Ces taux allant de 0% pour les métiers qu’il est, aujourd’hui, impossible de confier à des machines à 100% pour ceux qui sont déjà complètement automatisables.

Lors du dernier débat entre Manuel Valls et Benoît Hamon celui-ci a affirmé que près de 50% des métiers allaient disparaître sous peu.

Voici le graphique extrait de ce mémoire qui le démontre :

Benoît Hamon

Ce que nous annonce les auteurs, c’est que 47% des métiers ont un taux d’automatisation supérieur à 70%. A priori, ils sont donc très fortement susceptibles d’être automatisés. L’analyse de ce graphique montre que les métiers à faible taux sont de couleurs vert et bleu. Ce sont les métiers liés au management, à la science et la recherche, à l’éducation, la culture ou la santé.

A l’opposé, de couleurs rouge, orange ou rose, on retrouvera les métiers liés à la production, aux services, aux ventes et aux métiers liés à la terre et la mer (agriculture, élevage, forêts…).

De fait, avec les technologies d’aujourd’hui, il semble difficile de remplacer un médecin ou un enseignant par un robot, mais ce n’est pas impossible. De même, les fonctions de production sont de plus en plus robotisées sur les chaînes de production, l’agriculture est de plus en plus pilotée par ordinateur et la plupart des ventes se feront bientôt sur les sites marchands plutôt qu’en boutique.

Benoît Hamon

Cet autre graphique montre aussi le rapport entre l’automatisation et le niveau de formation requis ou le salaire médian des métiers.
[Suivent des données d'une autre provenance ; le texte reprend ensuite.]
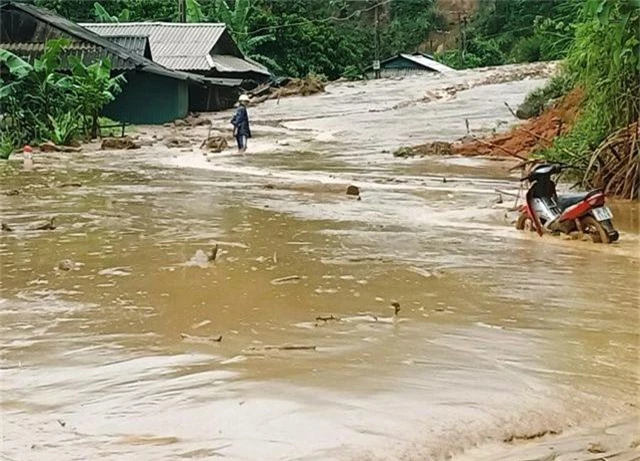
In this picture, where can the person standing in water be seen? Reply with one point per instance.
(240, 122)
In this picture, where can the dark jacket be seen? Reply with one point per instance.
(241, 122)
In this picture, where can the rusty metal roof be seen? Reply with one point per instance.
(183, 46)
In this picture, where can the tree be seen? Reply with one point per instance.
(40, 102)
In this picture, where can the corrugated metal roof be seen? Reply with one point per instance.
(227, 63)
(89, 53)
(80, 34)
(428, 63)
(174, 45)
(138, 44)
(180, 46)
La courbe est clairement descendante dans les deux cas.

  • Pour un salaire supérieur à 60.000 $ par an, il y a peu de risque d’automatisation alors que ceux de moins de 30.000 $ par an ont un risque proche de 100%
  • Même résultat pour le niveau de formation, plus celui qui est requis par un métier est haut, moins ce métier est automatisable.

Ce mémoire est paru en 2013 et le big data a explosé ces dernières années. Il est fort probable que ces prévisions soient encore inférieures en terme de probabilité d’informatisation à celles de 2013.

Quelques exemples de métiers sur les 702 analysés

  • Moins de 30% de risque d’automatisation
    • Direction des ressources humaines
    • Entraîneurs sportifs
    • Analystes informatiques
    • Gestionnaires de services médicaux
    • Instituteurs
    • Archéologues
    • Chirurgiens dentaires
    • Plombiers
    • Direction des ventes
    • Chercheurs en biologie
  • De 30 à 70% de risque d’automatisation
    • Acteurs
    • Réparateurs d’ascenseurs
    • Huissiers
    • Ingénieurs agronomes
    • Assistants dentaires
    • Cordonniers
    • Pilotes d’avion
    • Techniciens chimistes
    • Géographes
    • Assistants statisticiens
    • Conducteurs de bus et métros
  • Plus de 70% de risque d’automatisation
    • Techniciens avionique
    • Charpentiers
    • Réparateurs d’électroménager
    • Archivistes
    • Barmen
    • Secrétaires médicaux.cales
    • Cuisiniers
    • Marins
    • Opérateurs de presse d’imprimerie
    • Techniciens nucléaires
    • Guides
    • Techniciens en pharmacie
    • Agents des impôts
    • Caissiers.res
    • Comptables et auditeurs

Pour finir, le métier qui est classé à 99% de risques d’automatisation : Télémarketeur / télémarketrice et celui qui est à 0 : les thérapeutes.